Cowbirds eye egg size for nest selection

The brown-headed cowbird (Molothrus ater) may not build nests or raise young, but it does seem to take steps to help its offspring’s survival. When it lays eggs in the nests of larger species, new research from Illinois suggests, it chooses nests with eggs that are smaller than usual for the host species, which may help the young cowbirds compete for resources with the foster mother’s hatchlings.

“The results suggest cowbirds are not indiscriminate layers,” said Loren Merrill, first author on the study published in Oecologia. “They appear to exhibit a high degree of choosiness.”

From 2011 to 2015, Merrill, a postdoctoral researcher at the Illinois Natural History Survey, and his colleagues searched 16 shrubland sites throughout the state. They found more than 3,000 nests where the parasitic cowbird could have left its eggs after the foster female laid its own eggs. The biologists measured the size of cowbird and host eggs in over 500 nests they located.
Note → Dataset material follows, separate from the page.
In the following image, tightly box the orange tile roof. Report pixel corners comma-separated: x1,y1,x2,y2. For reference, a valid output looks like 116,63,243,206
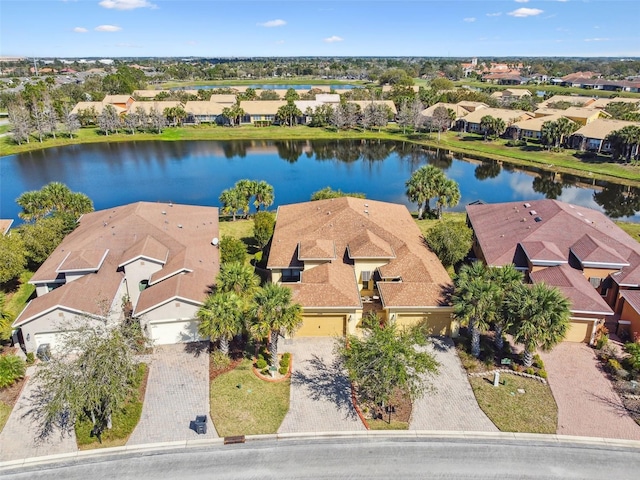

Among foster species bigger than the cowbird, the researchers observed that nests containing smaller-than-average host eggs were more likely to be parasitized by cowbirds. Female cowbirds could be selecting nests where their eggs and chicks face less competition, Merrill said. If a cowbird’s eggs aren’t much smaller than the host’s, the cowbird eggs have a higher chance of successful incubation, he said, and its chicks are more likely to obtain enough food and space for survival.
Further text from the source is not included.